I shrugged. Aaron looked worried. Dad dropped to his knees and pushed on the panel. We heard a click and the panel swung outward.
“I guess it’s the attic,” said Dad. “I wonder how big it is.” He stuck his head inside. “It’s dark, but it looks like it’s full of boxes!” He began to feel around. “I can’t find a light switch.”
Suddenly, he screamed and jerked his head out of the doorway. Something furry clung to the top of his head.
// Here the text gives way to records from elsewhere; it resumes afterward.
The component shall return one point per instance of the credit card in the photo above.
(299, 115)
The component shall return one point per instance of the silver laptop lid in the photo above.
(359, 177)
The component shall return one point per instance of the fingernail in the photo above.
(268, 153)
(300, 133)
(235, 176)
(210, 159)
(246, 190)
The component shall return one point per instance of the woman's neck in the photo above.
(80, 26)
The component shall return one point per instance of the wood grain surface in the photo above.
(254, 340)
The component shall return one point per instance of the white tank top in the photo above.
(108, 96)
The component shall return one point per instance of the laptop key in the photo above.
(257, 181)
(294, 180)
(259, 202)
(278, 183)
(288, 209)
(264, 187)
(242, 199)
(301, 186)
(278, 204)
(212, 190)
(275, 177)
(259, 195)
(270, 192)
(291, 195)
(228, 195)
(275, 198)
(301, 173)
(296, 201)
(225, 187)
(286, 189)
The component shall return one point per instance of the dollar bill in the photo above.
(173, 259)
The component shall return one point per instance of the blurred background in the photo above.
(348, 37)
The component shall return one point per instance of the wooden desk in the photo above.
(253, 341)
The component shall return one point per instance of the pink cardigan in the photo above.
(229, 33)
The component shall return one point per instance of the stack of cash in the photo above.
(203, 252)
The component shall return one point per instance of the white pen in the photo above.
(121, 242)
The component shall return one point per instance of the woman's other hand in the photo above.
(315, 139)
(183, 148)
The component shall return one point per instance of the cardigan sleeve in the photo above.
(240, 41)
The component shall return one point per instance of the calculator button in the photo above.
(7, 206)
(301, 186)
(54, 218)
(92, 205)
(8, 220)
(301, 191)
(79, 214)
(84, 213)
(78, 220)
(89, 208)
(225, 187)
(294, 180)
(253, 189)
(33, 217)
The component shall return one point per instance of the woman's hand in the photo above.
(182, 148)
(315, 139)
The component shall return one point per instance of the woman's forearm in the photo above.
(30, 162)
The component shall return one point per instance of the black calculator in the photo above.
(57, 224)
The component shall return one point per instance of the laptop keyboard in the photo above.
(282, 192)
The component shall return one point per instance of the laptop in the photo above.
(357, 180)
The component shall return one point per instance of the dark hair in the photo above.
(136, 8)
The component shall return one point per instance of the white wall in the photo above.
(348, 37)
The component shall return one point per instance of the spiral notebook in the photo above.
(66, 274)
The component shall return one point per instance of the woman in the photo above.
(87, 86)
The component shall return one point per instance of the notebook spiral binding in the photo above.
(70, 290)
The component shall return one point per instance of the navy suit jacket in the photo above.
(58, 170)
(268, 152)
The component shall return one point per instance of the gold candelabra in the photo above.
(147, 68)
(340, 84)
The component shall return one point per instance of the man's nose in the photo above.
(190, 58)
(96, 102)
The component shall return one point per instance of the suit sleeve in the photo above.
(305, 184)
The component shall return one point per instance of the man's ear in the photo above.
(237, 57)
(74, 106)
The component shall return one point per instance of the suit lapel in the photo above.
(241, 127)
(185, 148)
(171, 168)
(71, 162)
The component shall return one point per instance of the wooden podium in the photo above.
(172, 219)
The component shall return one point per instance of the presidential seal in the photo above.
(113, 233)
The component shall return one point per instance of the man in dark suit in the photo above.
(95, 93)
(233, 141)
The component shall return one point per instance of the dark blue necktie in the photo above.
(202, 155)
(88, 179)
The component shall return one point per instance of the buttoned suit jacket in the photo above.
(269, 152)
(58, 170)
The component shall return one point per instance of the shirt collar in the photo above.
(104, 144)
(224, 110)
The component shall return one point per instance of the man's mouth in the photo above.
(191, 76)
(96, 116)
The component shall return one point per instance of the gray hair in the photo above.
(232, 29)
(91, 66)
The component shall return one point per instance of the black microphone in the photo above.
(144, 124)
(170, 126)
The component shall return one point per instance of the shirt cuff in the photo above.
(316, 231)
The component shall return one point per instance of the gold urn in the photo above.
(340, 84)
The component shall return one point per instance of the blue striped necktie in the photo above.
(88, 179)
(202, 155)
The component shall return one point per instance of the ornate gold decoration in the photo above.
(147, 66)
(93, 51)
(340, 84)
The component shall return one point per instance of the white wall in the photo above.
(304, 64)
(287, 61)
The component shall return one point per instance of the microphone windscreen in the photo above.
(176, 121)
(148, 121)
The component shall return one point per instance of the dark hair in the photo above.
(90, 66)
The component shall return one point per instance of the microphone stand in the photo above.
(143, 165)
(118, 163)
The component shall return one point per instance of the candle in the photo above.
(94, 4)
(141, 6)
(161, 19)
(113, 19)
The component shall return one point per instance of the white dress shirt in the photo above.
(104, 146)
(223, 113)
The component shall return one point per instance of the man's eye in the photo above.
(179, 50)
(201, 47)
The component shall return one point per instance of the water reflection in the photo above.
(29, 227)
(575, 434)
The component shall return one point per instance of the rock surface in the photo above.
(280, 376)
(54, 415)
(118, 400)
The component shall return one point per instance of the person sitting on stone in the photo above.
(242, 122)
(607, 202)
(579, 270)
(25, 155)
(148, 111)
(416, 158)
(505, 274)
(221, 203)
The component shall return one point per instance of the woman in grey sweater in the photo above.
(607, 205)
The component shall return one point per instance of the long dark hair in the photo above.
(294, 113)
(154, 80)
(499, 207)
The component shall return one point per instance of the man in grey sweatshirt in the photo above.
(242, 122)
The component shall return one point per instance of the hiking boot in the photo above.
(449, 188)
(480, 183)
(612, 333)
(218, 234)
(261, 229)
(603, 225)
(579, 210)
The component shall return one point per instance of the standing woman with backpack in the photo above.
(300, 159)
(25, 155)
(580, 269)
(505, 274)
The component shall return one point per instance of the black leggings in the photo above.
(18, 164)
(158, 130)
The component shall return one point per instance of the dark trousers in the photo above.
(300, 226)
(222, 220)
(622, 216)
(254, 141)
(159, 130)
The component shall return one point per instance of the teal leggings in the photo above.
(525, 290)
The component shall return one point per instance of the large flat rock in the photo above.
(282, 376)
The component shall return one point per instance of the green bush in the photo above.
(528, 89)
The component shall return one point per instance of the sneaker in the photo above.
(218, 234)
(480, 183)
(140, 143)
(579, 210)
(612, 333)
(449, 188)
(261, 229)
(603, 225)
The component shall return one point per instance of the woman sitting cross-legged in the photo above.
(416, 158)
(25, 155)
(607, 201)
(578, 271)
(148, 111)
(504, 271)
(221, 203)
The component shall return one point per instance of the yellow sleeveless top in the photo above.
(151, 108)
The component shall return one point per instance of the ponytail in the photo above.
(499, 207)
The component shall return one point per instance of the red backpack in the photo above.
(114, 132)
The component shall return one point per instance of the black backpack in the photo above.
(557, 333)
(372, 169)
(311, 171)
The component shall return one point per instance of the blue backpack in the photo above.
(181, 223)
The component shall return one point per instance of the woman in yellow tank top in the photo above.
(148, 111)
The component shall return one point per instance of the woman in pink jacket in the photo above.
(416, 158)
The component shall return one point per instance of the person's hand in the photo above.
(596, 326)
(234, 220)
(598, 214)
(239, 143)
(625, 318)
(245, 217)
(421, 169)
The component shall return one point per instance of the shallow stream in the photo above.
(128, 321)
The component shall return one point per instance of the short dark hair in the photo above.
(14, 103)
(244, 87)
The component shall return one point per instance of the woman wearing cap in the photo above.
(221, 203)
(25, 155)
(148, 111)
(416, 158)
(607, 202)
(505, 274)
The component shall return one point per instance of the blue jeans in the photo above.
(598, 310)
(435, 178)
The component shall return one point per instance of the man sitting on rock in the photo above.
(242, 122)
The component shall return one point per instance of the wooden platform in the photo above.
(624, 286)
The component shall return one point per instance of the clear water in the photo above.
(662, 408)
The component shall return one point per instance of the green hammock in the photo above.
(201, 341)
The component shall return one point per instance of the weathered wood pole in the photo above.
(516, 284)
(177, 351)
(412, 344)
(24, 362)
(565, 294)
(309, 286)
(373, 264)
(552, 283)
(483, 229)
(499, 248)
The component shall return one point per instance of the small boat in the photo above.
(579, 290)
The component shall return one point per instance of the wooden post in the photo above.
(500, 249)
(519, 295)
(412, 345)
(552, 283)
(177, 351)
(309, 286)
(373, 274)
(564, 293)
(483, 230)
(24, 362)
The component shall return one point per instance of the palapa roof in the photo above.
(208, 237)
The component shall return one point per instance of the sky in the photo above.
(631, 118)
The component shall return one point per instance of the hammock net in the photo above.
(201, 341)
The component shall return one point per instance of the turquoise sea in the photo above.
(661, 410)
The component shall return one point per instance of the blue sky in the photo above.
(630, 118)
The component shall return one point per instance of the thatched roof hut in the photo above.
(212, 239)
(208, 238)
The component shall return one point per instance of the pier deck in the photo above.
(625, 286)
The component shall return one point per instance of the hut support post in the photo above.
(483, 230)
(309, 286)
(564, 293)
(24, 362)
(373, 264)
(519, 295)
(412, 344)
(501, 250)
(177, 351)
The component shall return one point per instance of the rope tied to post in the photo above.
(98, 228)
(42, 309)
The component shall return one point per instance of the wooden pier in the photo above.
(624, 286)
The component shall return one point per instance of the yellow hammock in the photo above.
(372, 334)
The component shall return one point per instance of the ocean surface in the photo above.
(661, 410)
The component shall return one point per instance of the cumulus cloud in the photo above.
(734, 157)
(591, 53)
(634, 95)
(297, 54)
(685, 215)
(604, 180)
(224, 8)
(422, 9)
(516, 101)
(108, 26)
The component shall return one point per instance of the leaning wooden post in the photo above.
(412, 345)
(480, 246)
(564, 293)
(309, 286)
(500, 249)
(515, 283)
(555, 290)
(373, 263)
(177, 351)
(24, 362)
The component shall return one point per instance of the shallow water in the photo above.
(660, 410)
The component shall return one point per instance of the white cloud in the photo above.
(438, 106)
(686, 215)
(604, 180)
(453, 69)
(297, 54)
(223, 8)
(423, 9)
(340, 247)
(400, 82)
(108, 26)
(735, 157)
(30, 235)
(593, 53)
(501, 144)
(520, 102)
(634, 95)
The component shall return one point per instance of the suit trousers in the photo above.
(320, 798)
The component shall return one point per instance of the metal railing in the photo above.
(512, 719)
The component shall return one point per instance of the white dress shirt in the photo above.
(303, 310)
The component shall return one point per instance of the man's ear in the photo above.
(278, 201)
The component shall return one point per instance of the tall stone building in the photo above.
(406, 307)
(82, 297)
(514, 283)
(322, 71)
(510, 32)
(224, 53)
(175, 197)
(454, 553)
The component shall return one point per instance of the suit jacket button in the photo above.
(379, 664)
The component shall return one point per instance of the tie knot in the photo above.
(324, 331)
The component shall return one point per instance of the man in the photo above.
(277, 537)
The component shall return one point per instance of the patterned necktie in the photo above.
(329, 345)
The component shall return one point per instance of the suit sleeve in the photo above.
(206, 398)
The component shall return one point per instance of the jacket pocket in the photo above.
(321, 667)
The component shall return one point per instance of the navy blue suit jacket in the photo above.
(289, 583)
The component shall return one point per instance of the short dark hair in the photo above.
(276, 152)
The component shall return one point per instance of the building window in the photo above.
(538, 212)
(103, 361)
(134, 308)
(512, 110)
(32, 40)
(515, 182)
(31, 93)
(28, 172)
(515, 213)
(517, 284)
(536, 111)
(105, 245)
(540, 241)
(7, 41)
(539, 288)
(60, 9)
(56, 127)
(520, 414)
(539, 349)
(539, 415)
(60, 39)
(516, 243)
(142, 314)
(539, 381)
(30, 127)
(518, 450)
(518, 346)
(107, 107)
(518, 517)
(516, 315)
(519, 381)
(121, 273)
Dad slapped at it, but whatever it was had its claws buried in Dad’s hair. Finally, he grabbed it, then let out another scream. “Aaauugghh! It bit me!” He threw the little animal to the floor and brought his shoe down on it, hard. I heard a tiny crack, like the sound of a potato chip breaking. Then the animal lay still.
Aaron and I stared at it. Dad breathed heavily. “I think it’s a rat. Just a baby,” he said, with a half laugh. “No big deal. Probably just wandered in from outside. No need to tell your mom.”
“But you hurt him,” Aaron said, his voice breaking. “You killed him. You killed the baby rattus!” Aaron cried until his shoulders shook. Dad hugged him, but Aaron kept crying and repeating, “You killed the baby rattus!”
When Aaron finally calmed down, the room grew quiet. That’s when we heard someone else crying—a soft, uneven sound.
“It sounds like it’s coming from the attic,” I said, pointing to the door. We all looked at one another.
“Come on,” Dad said. “Let’s find a flashlight.” After a few minutes of unsuccessfully searching for a working flashlight, we returned with a lamp and an extension cord.
The body of the baby rat had disappeared.